This is wonderful chilled soup combines my favorite comfort food – potatoes – with one of the best all around brain foods out there – avocado.
That’s right – avocado is good for your brain. And your mood. And your heart. And your weight.
According to Drew Ramsey, MD , a NYC psychiatrist who has started an amazing conversation about the role of diet in mood and brain function, avocados are rich in oleic acid –
Oleic acid …. is strongly linked to a decreased risk of heart disease, diabetes, and depression. It improves insulin sensitivity. Oleic acid is used by the body to create oleoylethanolamide, which enhances memory, induces fat burning, promotes weight loss, and reduces appetite.
Dr Ramsey has begun asking the question – Can you eat for a healthier brain? He has written a book called the Happiness Diet – a way of eating that eliminates processed foods and reintroduces us to the nutrients and foodstuffs that support a healthy mind. It’s a dietary message similar to that we’ve been hearing from food gurus like Michael Pollen and Mark Bittman, but focused on how the modern American diet has impacted our brain and our mood, and how getting back to foods like whole grains, grass fed meat, and fruits and vegetables can support and even enhance interventions to improve mood.

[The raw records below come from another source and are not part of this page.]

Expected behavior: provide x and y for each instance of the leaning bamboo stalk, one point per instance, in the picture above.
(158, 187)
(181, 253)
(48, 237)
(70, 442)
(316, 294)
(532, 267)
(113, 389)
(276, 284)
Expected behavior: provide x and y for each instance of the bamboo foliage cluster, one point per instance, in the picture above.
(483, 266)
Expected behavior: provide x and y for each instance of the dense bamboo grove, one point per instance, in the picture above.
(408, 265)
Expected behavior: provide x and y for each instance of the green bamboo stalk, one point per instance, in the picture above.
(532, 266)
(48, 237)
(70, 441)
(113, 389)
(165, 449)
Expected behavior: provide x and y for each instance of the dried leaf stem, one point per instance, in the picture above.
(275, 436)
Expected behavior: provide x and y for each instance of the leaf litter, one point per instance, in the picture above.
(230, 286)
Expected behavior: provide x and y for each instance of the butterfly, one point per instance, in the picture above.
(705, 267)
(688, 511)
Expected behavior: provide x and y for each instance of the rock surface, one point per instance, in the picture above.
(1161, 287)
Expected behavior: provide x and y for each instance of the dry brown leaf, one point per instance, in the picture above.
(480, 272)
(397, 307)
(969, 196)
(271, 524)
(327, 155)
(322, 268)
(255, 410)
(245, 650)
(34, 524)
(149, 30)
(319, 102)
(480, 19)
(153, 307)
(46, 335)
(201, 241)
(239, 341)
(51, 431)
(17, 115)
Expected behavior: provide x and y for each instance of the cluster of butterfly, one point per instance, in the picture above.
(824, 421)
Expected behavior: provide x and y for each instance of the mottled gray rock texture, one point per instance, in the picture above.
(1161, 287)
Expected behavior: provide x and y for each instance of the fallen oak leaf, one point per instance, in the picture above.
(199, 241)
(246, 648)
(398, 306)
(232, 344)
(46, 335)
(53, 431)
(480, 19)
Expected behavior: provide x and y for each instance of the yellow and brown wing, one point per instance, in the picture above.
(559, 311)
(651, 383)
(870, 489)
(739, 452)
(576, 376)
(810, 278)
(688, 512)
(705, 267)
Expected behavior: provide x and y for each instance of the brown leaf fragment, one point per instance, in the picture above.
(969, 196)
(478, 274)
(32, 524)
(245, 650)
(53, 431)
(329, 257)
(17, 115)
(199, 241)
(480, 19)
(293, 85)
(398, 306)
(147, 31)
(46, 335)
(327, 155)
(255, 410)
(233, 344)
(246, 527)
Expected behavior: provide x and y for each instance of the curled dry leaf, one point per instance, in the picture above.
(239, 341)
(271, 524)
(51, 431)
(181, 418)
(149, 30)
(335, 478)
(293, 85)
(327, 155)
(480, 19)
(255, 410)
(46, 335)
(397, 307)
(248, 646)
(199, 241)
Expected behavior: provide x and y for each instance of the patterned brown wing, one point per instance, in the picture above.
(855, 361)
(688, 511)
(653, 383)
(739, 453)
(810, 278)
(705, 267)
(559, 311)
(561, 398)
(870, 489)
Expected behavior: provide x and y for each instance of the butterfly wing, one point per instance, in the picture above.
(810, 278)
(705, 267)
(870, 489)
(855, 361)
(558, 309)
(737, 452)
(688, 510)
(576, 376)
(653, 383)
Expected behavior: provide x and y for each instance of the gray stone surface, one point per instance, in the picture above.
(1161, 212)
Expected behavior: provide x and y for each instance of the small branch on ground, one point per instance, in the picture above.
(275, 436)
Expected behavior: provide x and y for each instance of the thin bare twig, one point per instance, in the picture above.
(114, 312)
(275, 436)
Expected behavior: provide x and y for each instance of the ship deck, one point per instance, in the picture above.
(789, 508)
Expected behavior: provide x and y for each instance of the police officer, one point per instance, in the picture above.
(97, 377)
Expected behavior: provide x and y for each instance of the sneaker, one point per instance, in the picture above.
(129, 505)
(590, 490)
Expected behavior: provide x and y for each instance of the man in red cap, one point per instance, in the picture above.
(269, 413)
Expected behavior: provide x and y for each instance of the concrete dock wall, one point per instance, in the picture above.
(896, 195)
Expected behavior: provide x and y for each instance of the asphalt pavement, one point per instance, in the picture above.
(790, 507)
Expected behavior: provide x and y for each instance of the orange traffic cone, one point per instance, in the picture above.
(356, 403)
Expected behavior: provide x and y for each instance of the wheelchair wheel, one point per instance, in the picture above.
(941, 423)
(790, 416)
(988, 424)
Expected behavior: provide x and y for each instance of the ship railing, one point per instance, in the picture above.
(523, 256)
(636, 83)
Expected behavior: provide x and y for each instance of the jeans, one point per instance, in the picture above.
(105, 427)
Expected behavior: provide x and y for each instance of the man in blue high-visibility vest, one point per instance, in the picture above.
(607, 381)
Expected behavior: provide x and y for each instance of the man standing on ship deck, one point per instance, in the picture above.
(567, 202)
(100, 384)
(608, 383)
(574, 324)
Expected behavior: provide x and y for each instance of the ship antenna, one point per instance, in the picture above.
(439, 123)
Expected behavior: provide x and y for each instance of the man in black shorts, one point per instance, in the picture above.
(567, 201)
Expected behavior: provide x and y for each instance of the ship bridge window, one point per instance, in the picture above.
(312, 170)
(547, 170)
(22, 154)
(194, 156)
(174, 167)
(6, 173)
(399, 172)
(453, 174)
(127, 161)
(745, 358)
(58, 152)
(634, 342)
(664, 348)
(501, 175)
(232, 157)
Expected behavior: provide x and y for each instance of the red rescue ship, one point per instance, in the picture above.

“Your brain is made of fat”, he says, and he is right, because fats form the precursors for neurotransmitters. Read Ramsey’s book, and you begin to understand why fat – the right kind of fat – is good for you.
Of course, the amount of research on this approach is limited, but suggests that Ramsey is on the right track. As a physician, I see dietary interventions as supportive of, but not necessarily replacing, psychiatric intervention, whether it be psychotherapy, or if needed, medication. I also see no harm in making the kind of dietary changes Ramsey recommends as a first step, along with exercise and talk therapy, when addressing milder forms of mood disorders that don’t require medication.
I’ve written before about the good fats found in whole sheep’s milk yogurt. Now I’ve added avocado to the list of good-fat foods in my diet.
Avocados are an incredibly satisfying food, not to mention delicious. Add some to your salad. Have a few slices as a side with your lunch or dinner. Grab a spoon and scoop some out for a quick satiating snack.
Or make this marvelous soup.
Modified from a Recipe from Mark Bittman in the New York Times, one of twelve recipes for cold soups in an article entitled “Soup, Hold the Heat”. Bittman calls for 1-2 avocados – I used 1 1/2, but that made for a pretty thick soup that required about 1/4 cup water to thin it. Next time I will just use one avocado and see how that tastes. (This was delicious). Don’t skip the cilantro – it is more than just a garnish, it’s essential for the flavor.
2 tbsp butter
3 Idaho potatoes, peeled and cubed
3 leeks, cleaned and chopped
4 cups chicken broth
1-2 avocados, peeled and coarsely chopped
Salt and Pepper to taste
1/4 cup chopped cilantro for garnish
Melt 2 tablespoons butter in a soup pot. Add potatoes and leeks. Cook for about 3 minutes, stirring, until softened. Add 4 cups stock. Boil, cover, lower the heat and simmer until vegetables are tender, about 20 minutes. Stir in the avocado and puree (I use an immersion blender). Refrigerate till cold, then serve garnished generously with chopped cilantro.